A-Rod’s source was his cousin.  Think about that.  If a personal trainer, not just a guy you hired at a gym, but a guy you know well enough that he’d do jail time for you, gives you a substance and tells you that it’s safe, legal, and effective, you’d accept that at face value and take the substance.  If your cousin gave you the same thing… don’t you think you’d do some research?  I mean, unless he’s a personal trainer and the kind of guy who would do jail time for you.  Maybe he is.  I don’t know A-Rod’s cousin.  But I doubt he’s an expert on fitness and nutrition, and this it invalidates the excuse of not knowing.

The key quote from Mark Teixeira’s press conference

Mark Teixeira was introduced as a Yankee the other day in a tremendous dog-and-pony show at the new stadium. He said a lot, and if want to hear another athlete trying to explain how it isn’t about the money, you can find the video on ESPN or CNNSI or any one of a number of other sites. If you want the key quote from Teixeira himself, here it is.

“I was very impressed with Cash”

Taken out of context? Yeah. Unfairly? Nope.

Nuking The Entire Site From Orbit

A while back I mentioned that if you’re a baseball fan, you should be rooting against the Tampa Bay Rays because any brief success that the Rays enjoy will perpetuate the myth that parity exists in Major League Baseball and that there’s no need for a salary cap. The Rays, with their $43 million payroll, reached the World Series, while the mighty New York Yankees and their $209 million payroll missed the playoffs entirely. This is excuse enough for many people to claim that money doesn’t always win championships, and that the little guy always has a chance.

And that’s true, I guess. Money doesn’t always win championships, and the little guy always does have a chance, but money spent against that chance diminishes it a little bit with each dollar spent. With the gauntlet having been thrown down in Tampa, everyone expected the Yankees to respond. They’ve responded not with a gauntlet of their own, but by nuking the entire site from orbit, as they say.

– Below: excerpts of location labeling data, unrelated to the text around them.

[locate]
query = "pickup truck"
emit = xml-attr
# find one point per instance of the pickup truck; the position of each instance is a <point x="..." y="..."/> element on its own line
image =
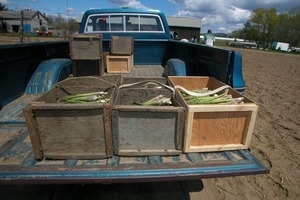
<point x="29" y="70"/>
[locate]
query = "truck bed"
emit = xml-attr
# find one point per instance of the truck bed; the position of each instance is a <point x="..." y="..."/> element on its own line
<point x="17" y="163"/>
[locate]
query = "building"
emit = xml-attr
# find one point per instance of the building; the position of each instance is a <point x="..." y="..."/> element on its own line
<point x="10" y="21"/>
<point x="185" y="27"/>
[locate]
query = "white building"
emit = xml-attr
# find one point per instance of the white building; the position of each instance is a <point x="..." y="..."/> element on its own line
<point x="32" y="21"/>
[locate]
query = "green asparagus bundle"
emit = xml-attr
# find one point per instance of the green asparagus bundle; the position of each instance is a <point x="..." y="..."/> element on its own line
<point x="159" y="100"/>
<point x="206" y="96"/>
<point x="86" y="98"/>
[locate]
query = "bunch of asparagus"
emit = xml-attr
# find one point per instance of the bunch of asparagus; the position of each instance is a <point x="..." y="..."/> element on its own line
<point x="159" y="100"/>
<point x="86" y="98"/>
<point x="206" y="96"/>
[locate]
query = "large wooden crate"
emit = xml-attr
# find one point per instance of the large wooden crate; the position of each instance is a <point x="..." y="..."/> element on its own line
<point x="119" y="64"/>
<point x="146" y="130"/>
<point x="71" y="131"/>
<point x="86" y="46"/>
<point x="215" y="127"/>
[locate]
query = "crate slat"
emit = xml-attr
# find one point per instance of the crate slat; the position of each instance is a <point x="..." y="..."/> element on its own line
<point x="215" y="127"/>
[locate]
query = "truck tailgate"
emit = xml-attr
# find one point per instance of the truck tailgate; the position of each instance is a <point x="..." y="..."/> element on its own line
<point x="17" y="165"/>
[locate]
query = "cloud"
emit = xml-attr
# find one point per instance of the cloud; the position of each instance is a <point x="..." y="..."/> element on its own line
<point x="229" y="15"/>
<point x="128" y="3"/>
<point x="4" y="1"/>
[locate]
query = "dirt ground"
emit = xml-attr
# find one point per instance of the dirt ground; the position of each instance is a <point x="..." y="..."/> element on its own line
<point x="273" y="82"/>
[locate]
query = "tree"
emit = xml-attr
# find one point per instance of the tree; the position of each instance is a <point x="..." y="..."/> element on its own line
<point x="265" y="21"/>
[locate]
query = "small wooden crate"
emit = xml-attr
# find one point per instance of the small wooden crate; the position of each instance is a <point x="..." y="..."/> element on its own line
<point x="87" y="67"/>
<point x="146" y="130"/>
<point x="215" y="127"/>
<point x="121" y="45"/>
<point x="71" y="131"/>
<point x="119" y="64"/>
<point x="86" y="46"/>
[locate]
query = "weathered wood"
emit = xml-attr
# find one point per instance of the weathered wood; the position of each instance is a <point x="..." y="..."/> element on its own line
<point x="215" y="127"/>
<point x="33" y="133"/>
<point x="119" y="64"/>
<point x="86" y="46"/>
<point x="149" y="130"/>
<point x="72" y="131"/>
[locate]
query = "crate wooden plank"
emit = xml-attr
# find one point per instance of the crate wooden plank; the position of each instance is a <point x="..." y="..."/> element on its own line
<point x="215" y="127"/>
<point x="119" y="64"/>
<point x="121" y="45"/>
<point x="146" y="130"/>
<point x="86" y="46"/>
<point x="87" y="67"/>
<point x="71" y="131"/>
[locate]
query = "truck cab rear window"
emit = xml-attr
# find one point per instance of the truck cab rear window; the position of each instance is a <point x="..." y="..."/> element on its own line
<point x="123" y="23"/>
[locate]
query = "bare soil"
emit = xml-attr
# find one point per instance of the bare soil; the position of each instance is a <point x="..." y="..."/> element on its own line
<point x="273" y="82"/>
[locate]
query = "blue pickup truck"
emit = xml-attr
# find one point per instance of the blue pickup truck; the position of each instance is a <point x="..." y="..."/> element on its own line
<point x="29" y="70"/>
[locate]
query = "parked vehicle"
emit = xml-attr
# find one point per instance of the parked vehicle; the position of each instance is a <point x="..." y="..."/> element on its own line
<point x="30" y="70"/>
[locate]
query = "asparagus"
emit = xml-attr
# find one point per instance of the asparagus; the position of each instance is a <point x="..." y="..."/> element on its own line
<point x="85" y="98"/>
<point x="159" y="100"/>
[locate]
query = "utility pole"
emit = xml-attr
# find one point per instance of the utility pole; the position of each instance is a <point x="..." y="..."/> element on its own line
<point x="21" y="28"/>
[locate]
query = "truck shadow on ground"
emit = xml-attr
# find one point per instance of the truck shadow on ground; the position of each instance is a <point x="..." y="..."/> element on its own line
<point x="158" y="190"/>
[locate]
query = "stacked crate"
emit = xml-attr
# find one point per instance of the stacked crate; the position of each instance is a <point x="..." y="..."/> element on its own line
<point x="87" y="54"/>
<point x="120" y="58"/>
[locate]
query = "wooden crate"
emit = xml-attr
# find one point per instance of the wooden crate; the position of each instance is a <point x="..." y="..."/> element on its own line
<point x="146" y="130"/>
<point x="121" y="45"/>
<point x="87" y="67"/>
<point x="215" y="127"/>
<point x="119" y="64"/>
<point x="71" y="131"/>
<point x="86" y="46"/>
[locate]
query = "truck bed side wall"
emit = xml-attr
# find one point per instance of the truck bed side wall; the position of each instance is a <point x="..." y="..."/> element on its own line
<point x="18" y="63"/>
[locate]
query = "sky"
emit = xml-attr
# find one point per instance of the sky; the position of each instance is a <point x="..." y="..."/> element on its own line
<point x="221" y="16"/>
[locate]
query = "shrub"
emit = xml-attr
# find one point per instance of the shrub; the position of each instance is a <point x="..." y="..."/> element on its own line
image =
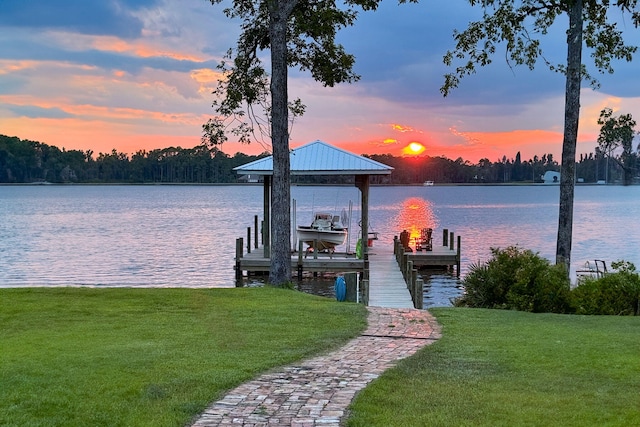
<point x="516" y="279"/>
<point x="617" y="293"/>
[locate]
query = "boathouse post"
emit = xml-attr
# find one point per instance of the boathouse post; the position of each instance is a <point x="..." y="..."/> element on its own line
<point x="362" y="182"/>
<point x="458" y="257"/>
<point x="419" y="294"/>
<point x="255" y="228"/>
<point x="266" y="226"/>
<point x="239" y="244"/>
<point x="299" y="265"/>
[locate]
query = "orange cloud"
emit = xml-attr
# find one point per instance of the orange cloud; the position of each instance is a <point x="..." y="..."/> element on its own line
<point x="401" y="128"/>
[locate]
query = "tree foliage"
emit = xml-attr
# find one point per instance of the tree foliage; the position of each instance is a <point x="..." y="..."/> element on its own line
<point x="516" y="27"/>
<point x="618" y="132"/>
<point x="298" y="33"/>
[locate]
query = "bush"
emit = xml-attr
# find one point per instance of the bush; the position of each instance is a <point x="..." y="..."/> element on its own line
<point x="616" y="293"/>
<point x="516" y="279"/>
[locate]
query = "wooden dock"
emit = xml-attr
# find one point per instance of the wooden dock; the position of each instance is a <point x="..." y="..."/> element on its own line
<point x="387" y="287"/>
<point x="389" y="276"/>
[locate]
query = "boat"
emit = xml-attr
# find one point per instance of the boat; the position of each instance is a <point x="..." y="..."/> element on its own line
<point x="325" y="232"/>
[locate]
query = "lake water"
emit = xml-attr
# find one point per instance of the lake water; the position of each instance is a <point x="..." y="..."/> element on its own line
<point x="184" y="236"/>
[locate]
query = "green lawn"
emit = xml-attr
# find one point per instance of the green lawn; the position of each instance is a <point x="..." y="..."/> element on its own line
<point x="507" y="368"/>
<point x="150" y="357"/>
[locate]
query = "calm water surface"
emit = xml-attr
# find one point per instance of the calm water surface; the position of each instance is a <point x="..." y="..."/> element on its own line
<point x="185" y="235"/>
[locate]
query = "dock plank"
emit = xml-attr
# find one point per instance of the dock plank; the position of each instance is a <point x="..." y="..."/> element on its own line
<point x="387" y="287"/>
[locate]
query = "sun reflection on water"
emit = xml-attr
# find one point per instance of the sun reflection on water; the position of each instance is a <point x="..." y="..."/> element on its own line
<point x="415" y="214"/>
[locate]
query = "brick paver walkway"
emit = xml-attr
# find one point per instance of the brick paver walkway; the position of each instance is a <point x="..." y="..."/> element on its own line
<point x="317" y="391"/>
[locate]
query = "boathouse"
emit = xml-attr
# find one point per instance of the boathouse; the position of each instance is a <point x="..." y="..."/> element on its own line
<point x="318" y="158"/>
<point x="383" y="273"/>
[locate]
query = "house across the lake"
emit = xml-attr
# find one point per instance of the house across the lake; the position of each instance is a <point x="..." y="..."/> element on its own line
<point x="551" y="177"/>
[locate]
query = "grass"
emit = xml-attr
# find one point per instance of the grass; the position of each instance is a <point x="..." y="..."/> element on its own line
<point x="150" y="357"/>
<point x="507" y="368"/>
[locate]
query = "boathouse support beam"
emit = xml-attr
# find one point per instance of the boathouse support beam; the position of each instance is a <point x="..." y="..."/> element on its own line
<point x="362" y="182"/>
<point x="266" y="228"/>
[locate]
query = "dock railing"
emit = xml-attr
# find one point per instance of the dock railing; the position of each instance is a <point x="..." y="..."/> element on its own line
<point x="414" y="281"/>
<point x="409" y="262"/>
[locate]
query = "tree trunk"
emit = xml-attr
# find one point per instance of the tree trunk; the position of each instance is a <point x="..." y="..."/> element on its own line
<point x="571" y="118"/>
<point x="280" y="271"/>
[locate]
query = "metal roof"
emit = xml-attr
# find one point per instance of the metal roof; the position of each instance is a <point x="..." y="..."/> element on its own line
<point x="319" y="158"/>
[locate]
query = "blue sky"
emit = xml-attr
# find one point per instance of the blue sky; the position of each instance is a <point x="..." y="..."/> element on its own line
<point x="138" y="74"/>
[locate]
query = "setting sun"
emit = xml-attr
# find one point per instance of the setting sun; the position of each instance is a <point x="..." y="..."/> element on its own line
<point x="414" y="148"/>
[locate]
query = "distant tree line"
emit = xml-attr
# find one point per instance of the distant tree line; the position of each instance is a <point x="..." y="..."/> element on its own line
<point x="24" y="161"/>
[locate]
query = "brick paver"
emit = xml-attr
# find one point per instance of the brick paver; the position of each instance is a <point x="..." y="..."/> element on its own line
<point x="316" y="392"/>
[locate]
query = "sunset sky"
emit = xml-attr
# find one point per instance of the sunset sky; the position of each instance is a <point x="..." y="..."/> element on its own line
<point x="138" y="74"/>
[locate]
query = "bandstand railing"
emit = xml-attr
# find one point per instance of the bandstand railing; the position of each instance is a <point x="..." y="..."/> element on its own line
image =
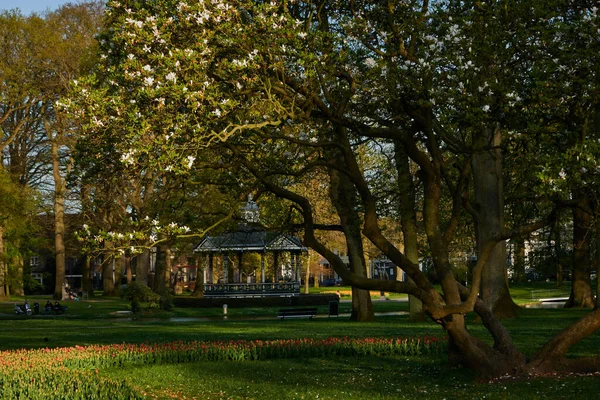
<point x="252" y="289"/>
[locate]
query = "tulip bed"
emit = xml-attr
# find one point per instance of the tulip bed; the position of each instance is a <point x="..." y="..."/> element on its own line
<point x="72" y="372"/>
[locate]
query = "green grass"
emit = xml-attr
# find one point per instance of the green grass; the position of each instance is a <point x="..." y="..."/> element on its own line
<point x="426" y="377"/>
<point x="354" y="378"/>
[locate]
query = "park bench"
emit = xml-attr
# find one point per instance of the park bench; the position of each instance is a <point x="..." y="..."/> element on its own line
<point x="297" y="313"/>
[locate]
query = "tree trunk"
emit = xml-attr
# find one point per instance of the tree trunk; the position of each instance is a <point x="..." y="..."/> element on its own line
<point x="118" y="279"/>
<point x="86" y="278"/>
<point x="108" y="282"/>
<point x="59" y="222"/>
<point x="128" y="271"/>
<point x="162" y="274"/>
<point x="408" y="219"/>
<point x="3" y="273"/>
<point x="581" y="289"/>
<point x="199" y="288"/>
<point x="343" y="197"/>
<point x="519" y="265"/>
<point x="560" y="276"/>
<point x="597" y="263"/>
<point x="142" y="267"/>
<point x="307" y="277"/>
<point x="17" y="282"/>
<point x="489" y="199"/>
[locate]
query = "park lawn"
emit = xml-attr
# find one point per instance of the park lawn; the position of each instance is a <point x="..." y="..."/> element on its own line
<point x="340" y="378"/>
<point x="360" y="377"/>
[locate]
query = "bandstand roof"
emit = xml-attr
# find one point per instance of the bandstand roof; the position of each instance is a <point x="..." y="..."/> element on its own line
<point x="251" y="240"/>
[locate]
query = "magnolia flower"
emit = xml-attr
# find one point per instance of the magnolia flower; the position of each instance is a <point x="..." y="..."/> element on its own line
<point x="171" y="77"/>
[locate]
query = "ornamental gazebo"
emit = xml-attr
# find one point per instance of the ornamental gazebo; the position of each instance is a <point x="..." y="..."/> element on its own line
<point x="227" y="275"/>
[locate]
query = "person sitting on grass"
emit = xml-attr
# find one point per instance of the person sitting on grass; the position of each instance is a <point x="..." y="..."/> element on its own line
<point x="57" y="308"/>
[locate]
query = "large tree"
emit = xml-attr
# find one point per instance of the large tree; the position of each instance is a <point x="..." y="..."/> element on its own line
<point x="295" y="88"/>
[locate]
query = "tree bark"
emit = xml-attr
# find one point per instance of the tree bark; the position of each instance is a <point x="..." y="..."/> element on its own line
<point x="17" y="282"/>
<point x="108" y="283"/>
<point x="489" y="198"/>
<point x="343" y="198"/>
<point x="408" y="219"/>
<point x="128" y="271"/>
<point x="581" y="289"/>
<point x="199" y="288"/>
<point x="519" y="266"/>
<point x="560" y="276"/>
<point x="86" y="279"/>
<point x="142" y="267"/>
<point x="59" y="222"/>
<point x="4" y="291"/>
<point x="162" y="272"/>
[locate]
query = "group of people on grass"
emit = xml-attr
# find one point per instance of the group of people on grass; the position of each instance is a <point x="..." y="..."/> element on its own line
<point x="55" y="308"/>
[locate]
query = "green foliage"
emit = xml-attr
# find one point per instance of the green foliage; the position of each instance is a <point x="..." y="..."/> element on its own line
<point x="138" y="293"/>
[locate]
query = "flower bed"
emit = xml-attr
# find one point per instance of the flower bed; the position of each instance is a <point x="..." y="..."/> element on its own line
<point x="71" y="372"/>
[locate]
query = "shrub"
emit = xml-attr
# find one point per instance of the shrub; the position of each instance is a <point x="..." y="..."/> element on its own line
<point x="137" y="294"/>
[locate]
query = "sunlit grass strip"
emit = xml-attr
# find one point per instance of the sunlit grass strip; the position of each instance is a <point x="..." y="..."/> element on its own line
<point x="116" y="355"/>
<point x="71" y="372"/>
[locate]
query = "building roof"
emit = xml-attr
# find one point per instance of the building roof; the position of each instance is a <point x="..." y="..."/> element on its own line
<point x="249" y="239"/>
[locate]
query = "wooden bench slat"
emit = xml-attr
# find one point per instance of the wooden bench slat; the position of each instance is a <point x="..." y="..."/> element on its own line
<point x="297" y="313"/>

It’s the only way to be sure.

The main reason the Yankees failed to make the playoffs last season was pitching. Their number one starter, Chien-Ming Wang, was lost for the season, and while Mike Mussina went 20-9 for the Bombers, the rest of their starting pitching was either hurt or, not to put too fine a point on it, terrible. In response, the Yankees dropped $161 million on C.C. Sabathia and followed it up with another $82.5 for A.J. Burnett. Some folks have questioned the Burnett signing, citing his history of injuries, but the fact remains that the Yankees spent nearly one quarter of a billion dollars for the best two pitchers on the free agent market.

Today the Yankees went a step further, signing the best hitter on the market, Mark Teixeira, to an eight-year deal worth around $180 million. That brings their spending total to over $420 million this off-season (in second place are the New York Mets with around $37 million committed), making The Onion’s fictional story “Yankees Sign Every Player In Baseball” somehow more plausible. Rolling into a new stadium next season funded in part by the city of New York (don’t worry, the mayor got a luxury box out of the deal), the Yankees are in the unique position of batting their lifetime .303 hitting All-Star second baseman ninth in the lineup.

Don’t hate the Yankees for this. They’re only working within the system established by Major League Baseball and allowed to continue by people who own baseball teams because they like to look like big shots and couldn’t care whether their team has a legitimate chance to compete so long as the checks roll in. The Red Sox would do it too, if they could, as would the Mets, the Mariners, and even the lowly Pirates.

Hope you enjoyed your time at the top, Tampa Bay.